Best for Reasoning Tasks
o4-mini ($1.10/M input) offers near-o3 reasoning capability at 10x lower cost. For math, logic, and complex coding tasks where you need reasoning model quality but can't justify o3 pricing, o4-mini is the best option.
Practical Cost Calculations
To ground these numbers: processing a typical 1,000-word document produces approximately 1,300 input tokens and 300 output tokens:
| Model | Cost per 1,000-word query | Cost per 1M queries |
|---|---|---|
| Gemini 2.0 Flash Lite | $0.000188 | $188 |
| DeepSeek V3 | $0.000681 | $681 |
| GPT-4o mini | $0.000375 | $375 |
| GPT-4o | $0.00625 | $6,250 |
| Claude 3.5 Sonnet | $0.00840 | $8,400 |
| Claude 4 Opus | $0.0420 | $42,000 |
Pricing Gotchas to Know
- Caching discounts: OpenAI and Anthropic offer prompt caching — if you send the same system prompt repeatedly, cached tokens cost 50–90% less. At scale, this significantly reduces costs for applications with fixed system prompts.
- Batch API discounts: Some providers offer 50% discounts for batch (non-real-time) processing. If you can tolerate 24-hour turnaround, batch is substantially cheaper.

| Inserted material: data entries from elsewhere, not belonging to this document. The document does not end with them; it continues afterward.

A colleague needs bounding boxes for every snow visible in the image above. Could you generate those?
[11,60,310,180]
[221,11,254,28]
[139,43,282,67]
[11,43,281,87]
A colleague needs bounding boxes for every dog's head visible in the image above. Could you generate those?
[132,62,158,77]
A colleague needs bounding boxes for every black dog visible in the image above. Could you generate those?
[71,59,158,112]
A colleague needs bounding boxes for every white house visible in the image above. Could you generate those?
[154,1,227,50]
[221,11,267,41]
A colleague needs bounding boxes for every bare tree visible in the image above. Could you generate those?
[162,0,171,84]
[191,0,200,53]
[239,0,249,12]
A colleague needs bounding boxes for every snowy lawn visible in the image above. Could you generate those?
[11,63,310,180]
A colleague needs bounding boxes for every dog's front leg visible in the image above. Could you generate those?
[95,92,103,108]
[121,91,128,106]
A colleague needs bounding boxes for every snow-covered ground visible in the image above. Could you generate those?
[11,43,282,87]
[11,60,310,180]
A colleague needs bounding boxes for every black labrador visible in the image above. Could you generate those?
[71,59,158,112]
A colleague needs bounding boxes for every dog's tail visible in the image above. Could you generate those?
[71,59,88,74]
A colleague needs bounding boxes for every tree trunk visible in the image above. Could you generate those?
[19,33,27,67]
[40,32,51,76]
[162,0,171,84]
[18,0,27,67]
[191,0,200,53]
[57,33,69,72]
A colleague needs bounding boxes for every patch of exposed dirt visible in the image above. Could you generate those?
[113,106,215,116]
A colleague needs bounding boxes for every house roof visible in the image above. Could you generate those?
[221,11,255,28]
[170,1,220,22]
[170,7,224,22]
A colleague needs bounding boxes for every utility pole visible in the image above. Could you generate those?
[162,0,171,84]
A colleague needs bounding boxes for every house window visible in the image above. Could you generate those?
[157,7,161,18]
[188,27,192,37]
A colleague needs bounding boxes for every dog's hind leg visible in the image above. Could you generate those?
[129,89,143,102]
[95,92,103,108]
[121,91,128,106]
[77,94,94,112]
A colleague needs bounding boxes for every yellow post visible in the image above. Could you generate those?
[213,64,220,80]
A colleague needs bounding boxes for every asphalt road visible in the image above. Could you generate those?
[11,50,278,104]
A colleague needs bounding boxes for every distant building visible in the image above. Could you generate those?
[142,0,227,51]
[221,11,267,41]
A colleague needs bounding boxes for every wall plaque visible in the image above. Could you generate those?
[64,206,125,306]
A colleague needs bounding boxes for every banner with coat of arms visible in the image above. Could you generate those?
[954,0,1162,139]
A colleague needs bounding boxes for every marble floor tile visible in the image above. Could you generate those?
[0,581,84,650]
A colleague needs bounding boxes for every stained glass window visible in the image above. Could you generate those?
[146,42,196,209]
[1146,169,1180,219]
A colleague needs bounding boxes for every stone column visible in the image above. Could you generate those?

- Thinking tokens: Reasoning models generate thinking tokens that also cost money, even if not shown to users. o3 and DeepSeek R1 can generate many thinking tokens on hard problems — actual cost may be much higher than list price suggests.

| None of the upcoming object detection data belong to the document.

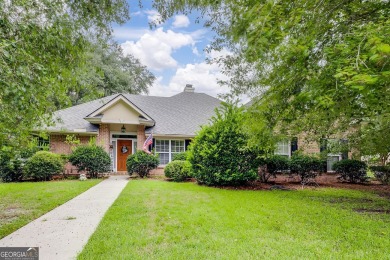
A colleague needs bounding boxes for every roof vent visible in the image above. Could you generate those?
[183,84,195,93]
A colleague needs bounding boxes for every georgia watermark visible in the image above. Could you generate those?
[0,247,39,260]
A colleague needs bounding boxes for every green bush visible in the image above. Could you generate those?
[289,154,324,184]
[164,161,191,181]
[370,166,390,185]
[0,152,24,182]
[69,145,111,178]
[188,103,259,186]
[172,152,188,161]
[333,159,369,183]
[259,155,289,183]
[126,151,160,178]
[24,151,64,181]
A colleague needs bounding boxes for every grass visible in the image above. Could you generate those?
[0,180,100,238]
[78,180,390,259]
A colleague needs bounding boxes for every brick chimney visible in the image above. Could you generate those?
[183,84,195,93]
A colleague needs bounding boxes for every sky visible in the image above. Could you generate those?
[113,0,229,97]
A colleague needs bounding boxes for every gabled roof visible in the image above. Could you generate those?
[84,94,155,126]
[47,92,221,136]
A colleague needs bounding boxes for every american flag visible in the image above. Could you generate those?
[143,133,153,150]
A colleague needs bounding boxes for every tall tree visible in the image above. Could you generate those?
[155,0,390,153]
[68,41,155,105]
[0,0,129,145]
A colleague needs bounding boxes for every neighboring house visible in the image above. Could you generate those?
[245,100,352,172]
[275,137,351,172]
[42,85,221,171]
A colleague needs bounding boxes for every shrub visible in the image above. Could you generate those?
[69,145,111,178]
[126,151,160,178]
[289,154,323,184]
[172,152,188,161]
[188,103,259,186]
[259,155,289,182]
[333,159,369,183]
[370,166,390,185]
[24,151,64,181]
[0,152,24,182]
[164,161,191,181]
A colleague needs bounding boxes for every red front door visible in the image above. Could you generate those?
[116,140,132,172]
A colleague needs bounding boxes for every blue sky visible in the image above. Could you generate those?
[114,0,228,97]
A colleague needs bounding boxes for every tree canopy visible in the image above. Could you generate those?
[155,0,390,154]
[68,41,155,105]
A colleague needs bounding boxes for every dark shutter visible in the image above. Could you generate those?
[320,138,328,153]
[290,137,298,155]
[184,139,192,151]
[340,139,348,160]
[149,138,156,152]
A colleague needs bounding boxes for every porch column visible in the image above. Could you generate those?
[137,125,146,150]
[96,124,110,153]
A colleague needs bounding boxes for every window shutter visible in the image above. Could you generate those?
[340,139,348,160]
[184,139,191,151]
[320,138,328,153]
[149,138,156,152]
[290,137,298,155]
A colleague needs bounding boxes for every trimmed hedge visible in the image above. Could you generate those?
[68,145,111,178]
[370,166,390,185]
[172,152,188,161]
[164,161,191,182]
[24,151,64,181]
[333,159,369,183]
[126,151,160,178]
[188,103,259,186]
[289,154,324,184]
[259,155,289,183]
[0,152,24,182]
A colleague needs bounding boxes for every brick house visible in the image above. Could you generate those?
[41,85,343,173]
[46,85,221,173]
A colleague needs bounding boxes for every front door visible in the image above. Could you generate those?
[116,140,132,172]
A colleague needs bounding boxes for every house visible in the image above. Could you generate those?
[46,85,221,172]
[42,84,343,173]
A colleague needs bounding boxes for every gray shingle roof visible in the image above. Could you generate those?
[47,92,221,136]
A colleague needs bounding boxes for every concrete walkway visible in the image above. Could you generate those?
[0,176,128,260]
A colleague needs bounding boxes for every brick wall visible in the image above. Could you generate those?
[298,134,320,154]
[50,135,91,154]
[96,124,110,153]
[50,135,91,174]
[137,125,146,150]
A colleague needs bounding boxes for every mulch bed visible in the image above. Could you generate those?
[215,173,390,199]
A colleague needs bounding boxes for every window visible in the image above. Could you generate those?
[326,155,340,172]
[321,138,348,172]
[155,140,170,164]
[36,136,50,150]
[155,140,185,165]
[171,140,185,154]
[112,134,137,139]
[275,140,290,157]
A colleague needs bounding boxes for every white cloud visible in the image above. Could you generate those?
[150,52,229,97]
[122,28,194,70]
[172,14,190,28]
[145,10,161,24]
[114,27,148,41]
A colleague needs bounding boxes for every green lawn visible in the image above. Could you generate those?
[79,180,390,259]
[0,180,100,238]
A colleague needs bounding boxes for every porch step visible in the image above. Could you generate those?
[110,172,128,176]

- Different models for different tasks: Production applications often use cheap models for simple tasks and expensive models for complex ones. This "model tiering" can reduce overall costs by 60–80%.
Frequently Asked Questions
What's the cheapest AI API that's still good?
Gemini 2.0 Flash and GPT-4o mini offer the best quality-to-cost ratio among US providers. DeepSeek V3 offers near-frontier quality at $0.27/M tokens if you're comfortable with its Chinese origin.
Is paying for a subscription better than API access?
Depends on volume. ChatGPT Plus ($20/month) and Claude Pro ($20/month) are consumer subscriptions with generous quotas. If you're processing large volumes of text programmatically, API pricing becomes more economical above a few hundred queries per day.
Do prices change frequently?
AI API prices have generally decreased over time — sometimes dramatically. GPT-4-class capability that cost $60/M tokens in 2023 costs $2.50/M in 2025. Prices for established models tend to decrease; new frontier models launch at premium prices.
How can I estimate my monthly API costs?
Multiply your estimated monthly token volume (input + output) by the per-million-token cost. Add 20% buffer for variance. Most providers offer usage dashboards and alerts to help track costs in real time.